What do we notice about the structure here?
- We have two complete thoughts that could each stand as their own sentence:
- First thought: "On July 23, 1854, a clipper ship called the Flying Cloud entered San Francisco Bay."
- This is a complete statement with a subject (ship) and verb (entered)
- Second thought: "Having left New York Harbor... a mere 89 days and 8 hours earlier, the celebrated ship set a record that would stand for 135 years."
- This is also a complete statement
- "Having left..." is a descriptive phrase providing context
- The core is: "the celebrated ship set a record" (subject + verb + object)
- First thought: "On July 23, 1854, a clipper ship called the Flying Cloud entered San Francisco Bay."
- These are two separate, complete ideas that work best as two sentences:
- First sentence establishes the arrival
- Second sentence explains the significance of that arrival
So we need a period after "Bay" to properly separate these two complete thoughts.
The correct answer is Choice B: Bay. Having
GRAMMAR CONCEPT APPLIED
Recognizing When Two Complete Thoughts Need Separate Sentences
When you have two complete thoughts (called independent clauses in grammar terms) that each have their own subject and verb, you need to separate them properly. The clearest way is often to use a period and create two sentences:
Pattern:
- First complete thought: The experiment succeeded.
- Second complete thought: Having run for six months without issues, the project earned widespread acclaim.
Even though the second sentence begins with a descriptive phrase ("Having run for six months without issues"), it still contains a complete thought with its own subject ("the project") and main verb ("earned").
Why this applies to our question:
- First sentence: "On July 23, 1854, a clipper ship called the Flying Cloud entered San Francisco Bay."
- Subject: a clipper ship called the Flying Cloud
- Verb: entered
- Complete thought
- Second sentence: "Having left New York Harbor under the guidance of Captain Josiah Perkins Creesy and his wife, navigator Eleanor Creesy, a mere 89 days and 8 hours earlier, the celebrated ship set a record that would stand for 135 years."

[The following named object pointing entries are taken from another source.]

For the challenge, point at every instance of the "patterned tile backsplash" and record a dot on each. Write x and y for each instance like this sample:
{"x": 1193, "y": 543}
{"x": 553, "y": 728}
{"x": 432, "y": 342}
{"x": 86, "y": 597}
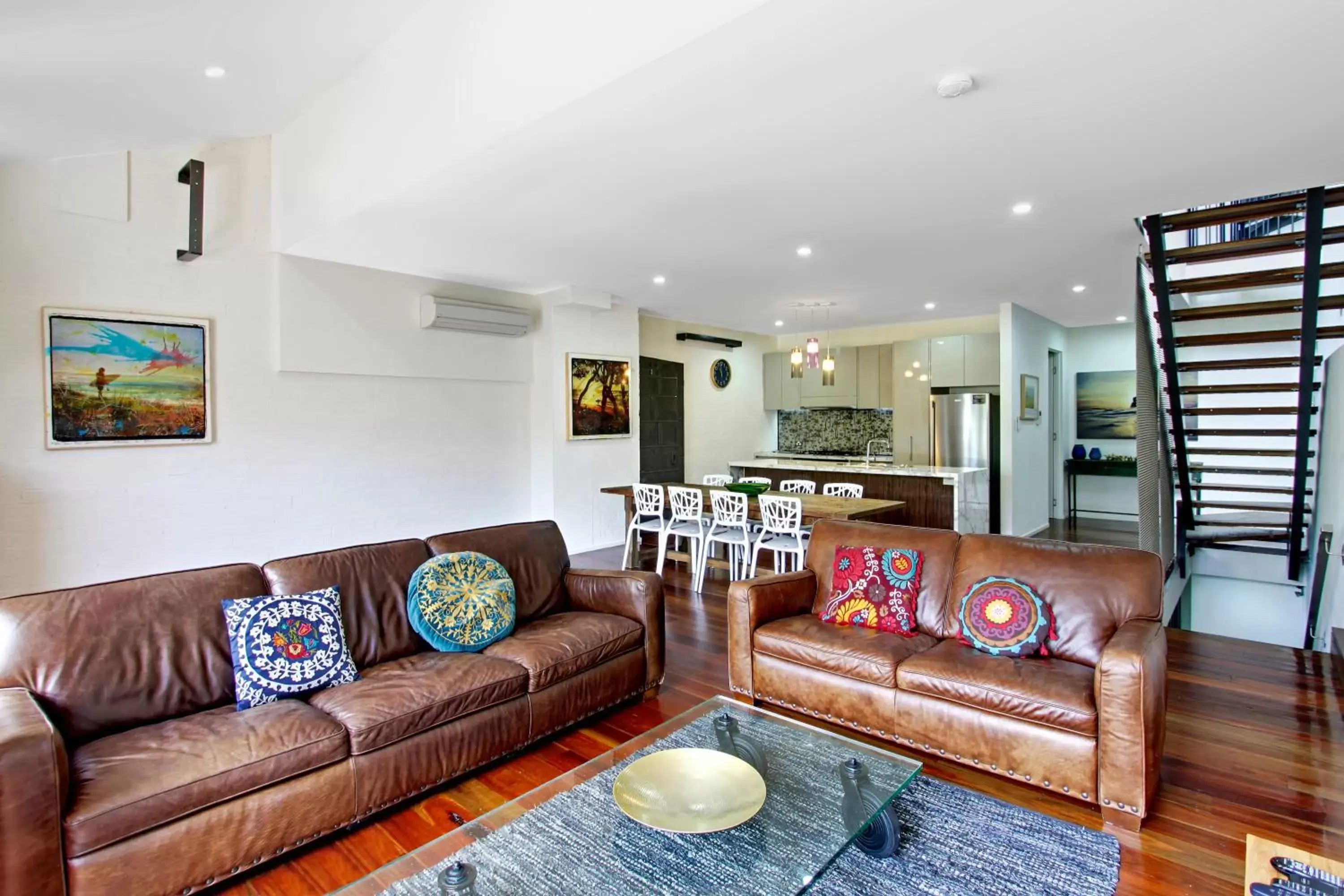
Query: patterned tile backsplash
{"x": 832, "y": 431}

- Introductory descriptive phrase: "Having left New York Harbor... 89 days and 8 hours earlier"
- Subject: the celebrated ship
- Verb: set
- Complete thought
Both sentences can stand independently, so they need proper separation with a period.
Bay and having
✗ Incorrect
This creates faulty parallelism. The structure "entered... and having left" doesn't work grammatically because "entered" is a simple past tense verb while "having" is part of a participial phrase. If we wanted to use "and" here, we'd need two matching verb forms, like "entered... and left." But even then, we'd have a problem because "the celebrated ship set a record" would create a run-on sentence.
Bay. Having
✓ Correct
Correct as explained in the solution above.
Bay, having
✗ Incorrect
This creates a comma splice. Using just a comma here leaves us with: "...entered San Francisco Bay, having left New York Harbor... a mere 89 days and 8 hours earlier, the celebrated ship set a record..." The phrase "the celebrated ship set a record" is a complete, independent thought that can't just be attached to the previous clause with commas. We need a stronger separation.
Bay having
✗ Incorrect
This creates a run-on sentence. Without any punctuation, the sentence runs together multiple complete thoughts without proper separation. Like Choice C, this fails to properly separate "the celebrated ship set a record" from the earlier parts of the sentence.